09.02.2019 13:03 |

Skigebiete gestürmt

Kilometerlange Staus wegen Urlauber-Schichtwechsel

Der Schichtwechsel der Urlauber hat am Samstag auf vielen Straßen in Österreich wie befürchtet zu massiven Verkehrsbeeinträchtigungen geführt. Vor allem in den westlichen Bundesländern waren Transitstrecken und Verbindungen zu den Skigebieten stellenweise hoffnungslos überlastet. 

Den längsten Stau gab es auf der Tiroler Fernpass-Route (B179). Autofahrer mussten rund eine Stunde Zeitverlust hinnehmen. „Einmal mehr entpuppte sich die B179 als Stau-Hotspot im Reiseverkehr“, berichtete Dzana Poturovic, Verkehrsexpertin der ÖAMTC-Mobilitätsinformationen. „Ab den frühen Morgenstunden bildeten sich im gesamten Verlauf immer wieder Staus, Autofahrer mussten mit einer Stunde Zeitverlust rechnen“.

Verzögerungen auch auf Ausweichstrecken
Auch auf der Inntal-Autobahn (A12) war teilweise viel los, die Kolonnen reichten in der Früh bis Wörgl zurück. „Viele versuchten über die Eiberg und die Tiroler Straße auszuweichen, aber auch hier kam es zu langen Verzögerungen“, so Poturovic weiter. Auch die Rheintal-Autobahn sowie die Arlberg Schnellstraße und die Zillertal Straße waren abschnittsweise hoffnungslos überlastet.

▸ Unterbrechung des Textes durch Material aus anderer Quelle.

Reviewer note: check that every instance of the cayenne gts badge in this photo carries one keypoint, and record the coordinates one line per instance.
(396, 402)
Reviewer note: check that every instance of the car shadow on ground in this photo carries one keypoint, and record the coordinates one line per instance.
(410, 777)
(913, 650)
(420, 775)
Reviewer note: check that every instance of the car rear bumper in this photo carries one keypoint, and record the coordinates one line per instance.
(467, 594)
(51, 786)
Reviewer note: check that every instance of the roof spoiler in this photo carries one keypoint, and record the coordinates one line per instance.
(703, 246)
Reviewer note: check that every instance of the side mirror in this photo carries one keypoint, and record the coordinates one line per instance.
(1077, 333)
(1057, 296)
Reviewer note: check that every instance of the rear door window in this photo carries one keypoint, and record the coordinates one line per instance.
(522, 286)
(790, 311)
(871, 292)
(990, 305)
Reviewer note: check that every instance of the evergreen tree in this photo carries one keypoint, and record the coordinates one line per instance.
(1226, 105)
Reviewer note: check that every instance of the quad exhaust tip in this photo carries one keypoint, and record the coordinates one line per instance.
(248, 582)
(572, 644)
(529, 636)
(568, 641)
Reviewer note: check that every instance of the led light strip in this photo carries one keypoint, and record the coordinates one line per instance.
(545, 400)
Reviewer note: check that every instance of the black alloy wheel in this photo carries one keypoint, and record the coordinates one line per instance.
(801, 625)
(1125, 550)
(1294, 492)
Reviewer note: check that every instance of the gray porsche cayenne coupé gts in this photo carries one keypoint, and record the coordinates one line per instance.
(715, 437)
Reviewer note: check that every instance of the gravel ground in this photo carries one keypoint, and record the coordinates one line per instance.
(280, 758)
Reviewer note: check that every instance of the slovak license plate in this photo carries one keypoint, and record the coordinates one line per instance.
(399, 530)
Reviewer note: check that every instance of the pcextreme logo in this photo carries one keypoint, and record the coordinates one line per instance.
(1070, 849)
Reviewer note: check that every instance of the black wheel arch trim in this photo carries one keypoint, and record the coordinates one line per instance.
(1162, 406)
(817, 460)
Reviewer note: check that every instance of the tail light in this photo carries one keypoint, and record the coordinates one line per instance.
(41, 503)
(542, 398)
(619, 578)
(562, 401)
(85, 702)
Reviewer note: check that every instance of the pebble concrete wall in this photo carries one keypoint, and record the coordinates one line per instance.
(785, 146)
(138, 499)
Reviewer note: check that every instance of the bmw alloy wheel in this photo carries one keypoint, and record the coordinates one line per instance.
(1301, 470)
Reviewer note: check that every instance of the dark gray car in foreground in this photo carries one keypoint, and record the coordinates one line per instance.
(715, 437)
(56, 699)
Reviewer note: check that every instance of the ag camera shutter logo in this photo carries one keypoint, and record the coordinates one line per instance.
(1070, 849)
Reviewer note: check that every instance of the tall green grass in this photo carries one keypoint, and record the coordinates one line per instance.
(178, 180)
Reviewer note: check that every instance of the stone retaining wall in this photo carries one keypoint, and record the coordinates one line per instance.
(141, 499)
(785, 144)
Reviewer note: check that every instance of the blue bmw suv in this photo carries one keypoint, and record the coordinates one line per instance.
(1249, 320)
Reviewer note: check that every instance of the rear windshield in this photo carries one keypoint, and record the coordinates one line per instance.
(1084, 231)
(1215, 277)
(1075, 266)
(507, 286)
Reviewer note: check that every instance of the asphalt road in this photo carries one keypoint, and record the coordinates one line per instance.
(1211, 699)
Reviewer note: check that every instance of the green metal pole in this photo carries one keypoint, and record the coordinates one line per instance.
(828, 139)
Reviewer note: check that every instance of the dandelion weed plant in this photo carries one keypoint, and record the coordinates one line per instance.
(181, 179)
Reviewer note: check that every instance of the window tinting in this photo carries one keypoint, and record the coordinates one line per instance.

In Salzburg wurden vor allem auf der Pinzgauer Straße (B311) zwischen Lend und St. Johann im Pongau erhebliche Verzögerungen verzeichnet. In der Steiermark kam es nach Angaben des ÖAMTC auf der Ennstal Straße (B320) rund um den Knoten Trautenfels und im Raum Schladming zu Verzögerungen von rund 30 Minuten.

In Kärnten waren die Parkplätze am Katschberg komplett ausgelastet. In der Steiermark kam es nach Angaben des ÖAMTC auf der Ennstal Straße (B320) rund um den Knoten Trautenfels und im Raum Schladming zu Verzögerungen von rund 30 Minuten. Staus gab es auch auf den Zufahrten zum Kreischberg im Raum Murau.